I took the caps off and noticed that although there was water covering the plates, the water was no where near the top up marker.

This marker is in the form of a plastic "L" shaped leg that is in each hole and sits about 12mm below the top of the battery hole. I was lead to believe that this was the level indicator for the water. 

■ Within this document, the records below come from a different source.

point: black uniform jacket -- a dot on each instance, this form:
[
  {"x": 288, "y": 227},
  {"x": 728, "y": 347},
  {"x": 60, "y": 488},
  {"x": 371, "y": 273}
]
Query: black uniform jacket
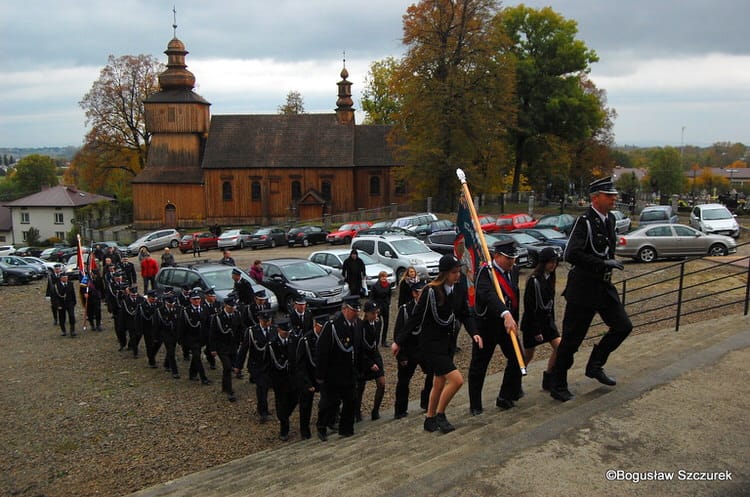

I therefore filled each cell up to this mark but have been left wondering if i have done rthe right thing or if i should have left well alone.

Any advice welcome

ps the green indicator was well "lit" on each battery.

Phill


----------



## Juggler258 (Sep 6, 2005)

Phill,
As a fellow Taurean, I have always topped up my 4 x 110Ahr NUMAX batteries up to that 'L' shaped marker. I've not had any problems in the last 4 years. I keep a bottle of Halfords distilled water in the garage so I can check them regular. Any excess would have gone down the breather tubes.

Have a nice day,
Neil


----------



## Wizzo (Dec 3, 2007)

Sounds good to me too.

JohnW


----------



## cabby (May 14, 2005)

Also as a taurean I could not possibly disagree.but yes that sounds ok to me.

cabby


----------



## ingram (May 12, 2005)

I agree: and slightly off the main subject but relevant:-- I bought one of those small antifreeze testers from Lidl when they had them in stock, removed the marker float and use it for topping up the batteries: works very well. A flexible rubber tube can be fitted to the end if necessary to improve access to inaccessible batteries.

Harvey


----------



## EJB (Aug 25, 2007)

As a Taurean I couldn't possibly comment :wink:


----------



## drcotts (Feb 23, 2006)

Hi and thanks guys and gals
I knew i was ok but just wanted to be sure,

Good idea ingram re the filler. You got the van i wanted by the way but couldnt afford

Phill


----------



## ingram (May 12, 2005)

One of these from Lidl in case anyone doesn't know of them. About 8" long.


----------